The Jill Carlyle incarnation of Crimson Avenger as depicted in JSA #52 (November 2003). Art by Carlos Pacheco.

- Albert Elwood, an eccentric inventor, made a single appearance as the Crimson Avenger in World's Finest Comics #131 (February 1963) and attempted to help Superman, Batman and Robin thwart the robberies of the Octopus Gang. Elwood helps the heroes capture the gang and retires right afterward.
- An alternate universe version of Lee Travis / Crimson Avenger appears in Batman: Detective No. 27. This version is a detective.
- King Crimson, a character based on Crimson Avenger, appears in Kingdom Come.

=== Jill Carlyle ===
A female Crimson Avenger first appeared in Stars and S.T.R.I.P.E. #9 (April 2000), created by Geoff Johns and Scott Kolins. This version is a minor Spirit of Vengeance and a lawyer who lost a case in which the defendant was clearly guilty. She obtained a pair of Colt pistols originally owned by the first Crimson Avenger and used them to exact vengeance upon the unknown criminal. These guns are cursed, giving the Crimson Avenger an eternally bleeding bullet wound on her chest.

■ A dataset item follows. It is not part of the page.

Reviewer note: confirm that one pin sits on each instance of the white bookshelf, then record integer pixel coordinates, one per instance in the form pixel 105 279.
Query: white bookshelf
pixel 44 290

Additionally, if Crimson Avenger uses the guns for revenge, they will track and kill those who have taken an innocent life.

== In other media ==
- The Lee Travis incarnation of Crimson Avenger makes non-speaking appearances in Justice League Unlimited. This version is a member of the Justice League.
- The Lee Travis incarnation of Crimson Avenger appears in a photograph in the Stargirl episode "Brainwave" as a member of the Seven Soldiers of Victory.
- The Lee Travis incarnation of Crimson Avenger appears in issue #33 of the Justice League Unlimited tie-in comic.